WE did these things - nearly everyone.   I know I did some of it - I foolishly took "cash out" of my home by refinancing it.   And I signed a "liar's loan" to buy the house I live in now.   I was fortunate (and smart) enough to sell out when I did - and pay off that liar's loan in its entirety.  

Others were no so fortunate.   They used "funny money" financing to buy houses that they felt they deserved rather than what they could afford.   And like small children, when they were inevitably evicted, they smashed those cherished granite countertops in a fit of rage - as if to say, "If I can't have it, no one can!"   But of course, the houses were re-sold, for far lower amounts, and stone countertops really aren't all that expensive to replace.

Of course, it takes balls and courage to say, "Gee, maybe I made some mistakes here!   Maybe I bought too much house for my income?   Maybe I should have thought about these loan papers I was signing.   Maybe I should have realized that housing prices can't just keep skyrocketing forever."

Naaah!  Let's blame black people, instead!  It's so much easier - and fun!

And why not?   They've been the proverbial (and literal) whipping-boy for the middle-class and right-wing for eons.

No, the CRA didn't cause the Real Estate meltdown.   And no, it wasn't Bill Clinton's fault - not when George W. had eight years in office to change regulations and push new laws through.  

But it wasn't George Bush's fault either.   The funny money offered to everyone lead to over-building at all levels - mostly upper-end properties, where the real profits are.   But the real problem was you and me - the conspiracy of 330 million Americans, who decided to all go insane for a decade, and think that their houses were gold mines and worth a fortune.

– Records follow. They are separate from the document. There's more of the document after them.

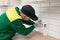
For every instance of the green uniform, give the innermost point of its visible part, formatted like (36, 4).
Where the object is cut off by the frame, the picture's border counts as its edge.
(11, 22)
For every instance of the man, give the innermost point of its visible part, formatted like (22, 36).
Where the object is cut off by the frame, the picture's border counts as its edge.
(12, 20)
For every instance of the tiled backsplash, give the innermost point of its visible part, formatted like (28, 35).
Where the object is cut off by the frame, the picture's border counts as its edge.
(49, 14)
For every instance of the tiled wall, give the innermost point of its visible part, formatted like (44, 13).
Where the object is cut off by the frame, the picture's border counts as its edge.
(49, 13)
(13, 3)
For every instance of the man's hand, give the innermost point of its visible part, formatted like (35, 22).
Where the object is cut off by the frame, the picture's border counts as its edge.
(38, 24)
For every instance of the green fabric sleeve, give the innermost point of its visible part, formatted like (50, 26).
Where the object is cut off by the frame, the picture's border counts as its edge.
(29, 22)
(18, 26)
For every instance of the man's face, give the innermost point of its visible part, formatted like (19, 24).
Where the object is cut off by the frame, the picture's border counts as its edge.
(25, 17)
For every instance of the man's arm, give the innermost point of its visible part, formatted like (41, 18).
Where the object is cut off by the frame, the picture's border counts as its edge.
(29, 22)
(20, 28)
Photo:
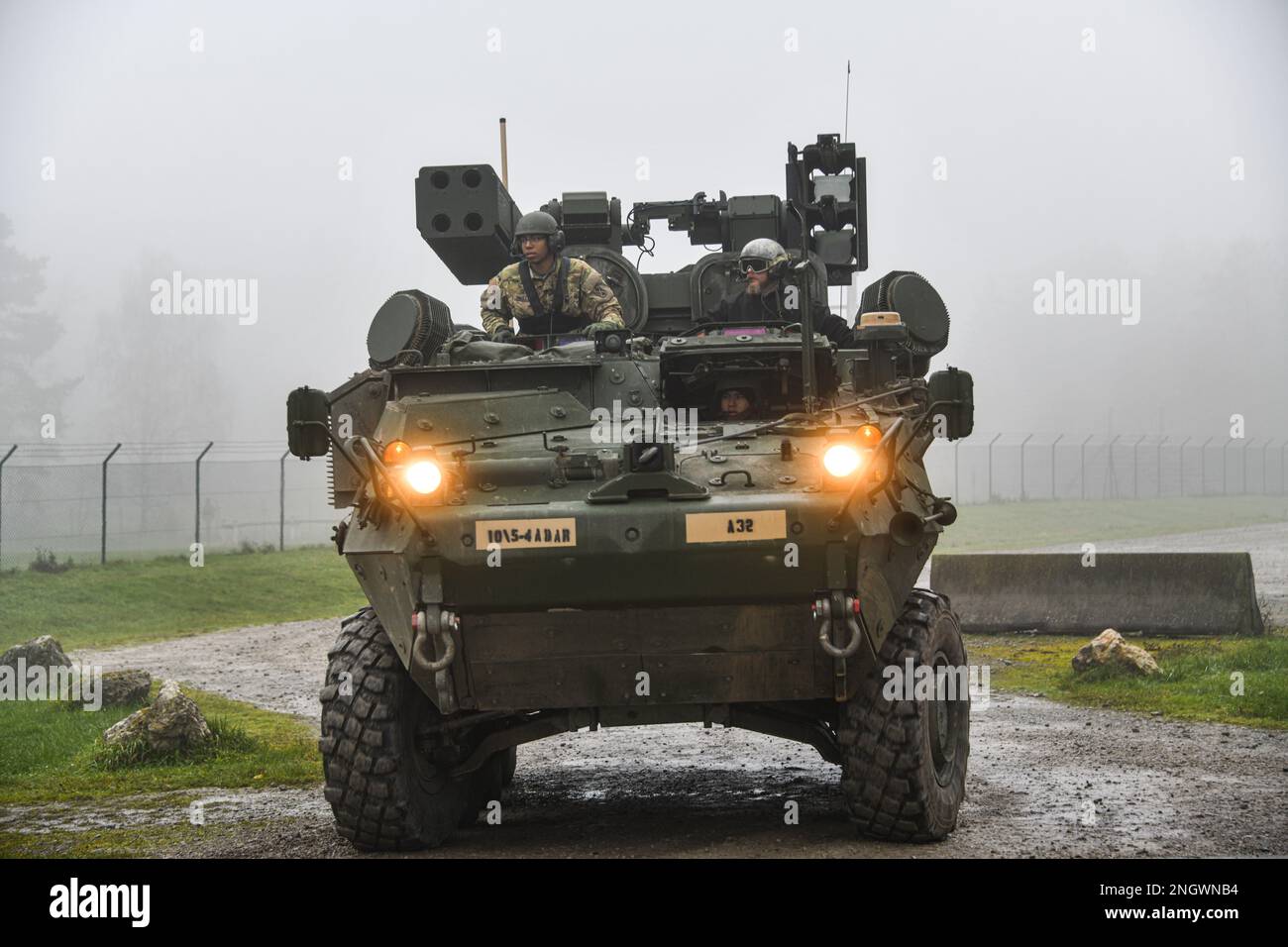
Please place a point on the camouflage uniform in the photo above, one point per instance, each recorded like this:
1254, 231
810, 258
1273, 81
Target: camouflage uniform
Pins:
587, 299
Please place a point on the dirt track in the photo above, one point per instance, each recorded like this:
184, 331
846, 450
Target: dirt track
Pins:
1043, 780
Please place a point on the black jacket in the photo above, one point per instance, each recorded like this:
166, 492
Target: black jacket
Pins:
746, 308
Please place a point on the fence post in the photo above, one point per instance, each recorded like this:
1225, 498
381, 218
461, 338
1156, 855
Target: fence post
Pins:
1225, 489
1111, 474
1134, 468
197, 539
1203, 467
991, 468
1082, 466
102, 553
1180, 462
281, 501
1158, 464
1021, 464
1265, 468
1, 501
1060, 437
1245, 446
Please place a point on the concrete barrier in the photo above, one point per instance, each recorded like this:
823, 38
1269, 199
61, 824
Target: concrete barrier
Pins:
1054, 592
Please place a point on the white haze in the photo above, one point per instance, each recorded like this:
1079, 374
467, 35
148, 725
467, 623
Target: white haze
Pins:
223, 163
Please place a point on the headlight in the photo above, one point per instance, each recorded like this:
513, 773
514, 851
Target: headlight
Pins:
842, 460
397, 451
424, 475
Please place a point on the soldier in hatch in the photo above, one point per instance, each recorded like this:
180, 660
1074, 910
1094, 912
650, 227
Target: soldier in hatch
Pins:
546, 292
764, 263
735, 403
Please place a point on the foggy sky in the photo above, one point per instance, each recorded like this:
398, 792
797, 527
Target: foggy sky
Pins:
223, 163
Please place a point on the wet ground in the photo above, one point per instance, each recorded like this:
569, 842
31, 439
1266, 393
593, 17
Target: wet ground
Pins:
1043, 779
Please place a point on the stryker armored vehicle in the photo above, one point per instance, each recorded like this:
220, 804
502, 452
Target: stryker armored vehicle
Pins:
566, 532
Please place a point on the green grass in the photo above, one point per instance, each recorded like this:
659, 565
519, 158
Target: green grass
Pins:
129, 602
1194, 684
134, 841
1046, 523
124, 602
53, 754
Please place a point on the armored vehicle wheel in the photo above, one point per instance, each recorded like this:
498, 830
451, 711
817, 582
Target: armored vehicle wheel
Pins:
905, 770
385, 789
484, 788
511, 762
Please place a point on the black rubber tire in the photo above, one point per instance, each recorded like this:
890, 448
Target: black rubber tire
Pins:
901, 783
484, 788
386, 793
509, 766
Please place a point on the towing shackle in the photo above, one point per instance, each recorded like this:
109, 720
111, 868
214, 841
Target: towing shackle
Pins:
824, 617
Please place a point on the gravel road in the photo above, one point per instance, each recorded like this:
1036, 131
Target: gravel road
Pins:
1043, 780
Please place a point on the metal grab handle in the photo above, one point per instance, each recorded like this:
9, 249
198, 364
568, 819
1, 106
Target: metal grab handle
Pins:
421, 652
824, 628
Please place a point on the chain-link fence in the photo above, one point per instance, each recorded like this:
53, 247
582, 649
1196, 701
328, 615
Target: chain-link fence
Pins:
93, 502
993, 468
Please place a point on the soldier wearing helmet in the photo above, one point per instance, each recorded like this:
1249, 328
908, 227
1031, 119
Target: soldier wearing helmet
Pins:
546, 292
764, 264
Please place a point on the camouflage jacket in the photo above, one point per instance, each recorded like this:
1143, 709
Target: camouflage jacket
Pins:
588, 298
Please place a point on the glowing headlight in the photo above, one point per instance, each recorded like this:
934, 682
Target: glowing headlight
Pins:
423, 475
842, 460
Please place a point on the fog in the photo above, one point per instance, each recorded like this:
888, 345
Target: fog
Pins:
1006, 144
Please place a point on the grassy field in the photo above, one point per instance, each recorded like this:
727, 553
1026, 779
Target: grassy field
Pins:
98, 605
127, 602
51, 753
1196, 682
1044, 523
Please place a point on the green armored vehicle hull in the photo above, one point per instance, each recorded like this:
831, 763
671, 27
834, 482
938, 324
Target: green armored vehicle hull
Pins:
559, 534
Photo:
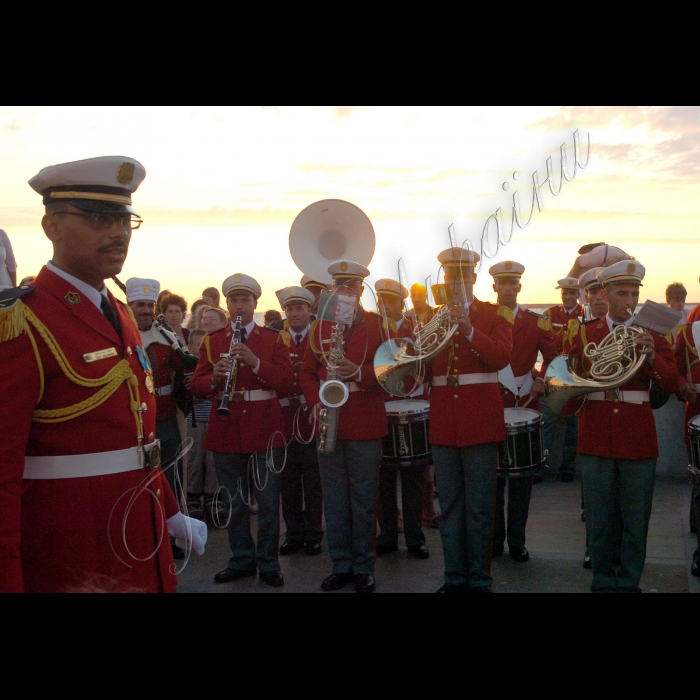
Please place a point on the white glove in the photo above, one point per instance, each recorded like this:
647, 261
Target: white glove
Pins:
188, 532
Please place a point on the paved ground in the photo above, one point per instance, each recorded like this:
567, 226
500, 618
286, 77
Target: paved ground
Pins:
555, 539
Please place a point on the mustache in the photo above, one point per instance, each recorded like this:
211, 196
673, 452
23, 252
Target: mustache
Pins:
112, 246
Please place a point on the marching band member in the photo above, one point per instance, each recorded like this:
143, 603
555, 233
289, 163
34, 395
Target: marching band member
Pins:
617, 443
391, 296
350, 474
83, 501
302, 502
688, 365
519, 381
252, 433
466, 425
558, 319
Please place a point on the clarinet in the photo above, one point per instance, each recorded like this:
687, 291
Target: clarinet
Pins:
224, 410
188, 359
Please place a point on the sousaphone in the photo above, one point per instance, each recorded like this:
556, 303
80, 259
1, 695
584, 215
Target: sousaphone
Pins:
330, 230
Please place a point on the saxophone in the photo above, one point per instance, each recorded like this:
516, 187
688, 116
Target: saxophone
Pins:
333, 394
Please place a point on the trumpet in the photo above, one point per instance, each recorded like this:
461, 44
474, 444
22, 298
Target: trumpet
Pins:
224, 410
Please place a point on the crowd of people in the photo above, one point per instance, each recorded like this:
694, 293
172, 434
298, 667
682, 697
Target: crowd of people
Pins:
136, 423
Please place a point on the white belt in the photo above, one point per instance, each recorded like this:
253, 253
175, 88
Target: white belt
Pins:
254, 395
296, 399
474, 378
77, 466
624, 396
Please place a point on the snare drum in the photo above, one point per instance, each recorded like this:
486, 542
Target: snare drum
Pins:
694, 442
407, 444
523, 450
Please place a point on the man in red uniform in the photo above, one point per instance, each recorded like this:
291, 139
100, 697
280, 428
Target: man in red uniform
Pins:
688, 365
519, 381
83, 501
302, 502
350, 471
617, 443
391, 296
247, 441
466, 424
558, 319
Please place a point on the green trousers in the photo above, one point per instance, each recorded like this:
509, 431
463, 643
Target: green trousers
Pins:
614, 490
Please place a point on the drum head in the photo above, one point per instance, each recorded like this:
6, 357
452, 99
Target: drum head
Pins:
521, 416
406, 407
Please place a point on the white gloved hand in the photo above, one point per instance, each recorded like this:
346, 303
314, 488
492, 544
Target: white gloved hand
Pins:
188, 532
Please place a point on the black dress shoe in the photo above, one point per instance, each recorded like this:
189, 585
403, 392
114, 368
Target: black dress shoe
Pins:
272, 578
291, 547
312, 548
336, 581
419, 551
364, 583
519, 554
386, 549
452, 588
229, 574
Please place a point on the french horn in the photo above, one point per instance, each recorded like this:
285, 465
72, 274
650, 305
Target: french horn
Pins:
614, 361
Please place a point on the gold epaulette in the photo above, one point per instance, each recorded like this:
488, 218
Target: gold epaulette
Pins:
12, 321
574, 325
285, 338
505, 312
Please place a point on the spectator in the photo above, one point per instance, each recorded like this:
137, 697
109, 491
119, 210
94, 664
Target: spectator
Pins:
213, 320
174, 309
272, 316
192, 321
676, 294
202, 485
8, 266
211, 297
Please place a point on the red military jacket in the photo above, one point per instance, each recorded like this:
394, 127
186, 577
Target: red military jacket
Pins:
164, 362
61, 534
686, 353
363, 416
529, 337
251, 424
559, 323
471, 414
296, 354
617, 429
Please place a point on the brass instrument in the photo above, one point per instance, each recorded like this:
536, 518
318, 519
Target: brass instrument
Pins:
333, 394
397, 359
615, 361
323, 232
224, 410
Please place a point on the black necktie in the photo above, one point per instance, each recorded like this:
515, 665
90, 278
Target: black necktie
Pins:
111, 315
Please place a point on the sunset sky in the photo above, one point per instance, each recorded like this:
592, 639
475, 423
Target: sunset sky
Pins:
224, 185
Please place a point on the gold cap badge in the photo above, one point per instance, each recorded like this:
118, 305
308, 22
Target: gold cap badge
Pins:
126, 173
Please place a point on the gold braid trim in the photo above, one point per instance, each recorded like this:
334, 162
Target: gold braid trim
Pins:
12, 321
506, 313
109, 383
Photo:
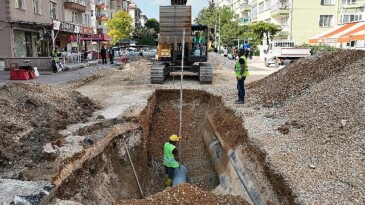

We caused the problem, not one demographic group, President, or political party.   People who try to make political hay out of this are just wrong - and refusing to own up to their own malfeasance.   

And folks like that, who never learn from their mistakes, but instead externalize their problems, end up in a world of woe, as they make the same mistakes over and over again and never own up to anything as being their own damn fault.

So please, go sell crazy elsewhere.  We're all full up here.


P.S. - to all you Leftists who think it was the fault of Wall Street or "the Big Banks" - well fuck you too.

Stop making politics out of this.   What happened, happened because people - lots of people - decided to suspend reality for a decade or more.   Suspending it further with idiotic political arguments isn't helping anyone. 

Fuck all political extremists - on both sides!  A pox on both your houses!   Fuckers.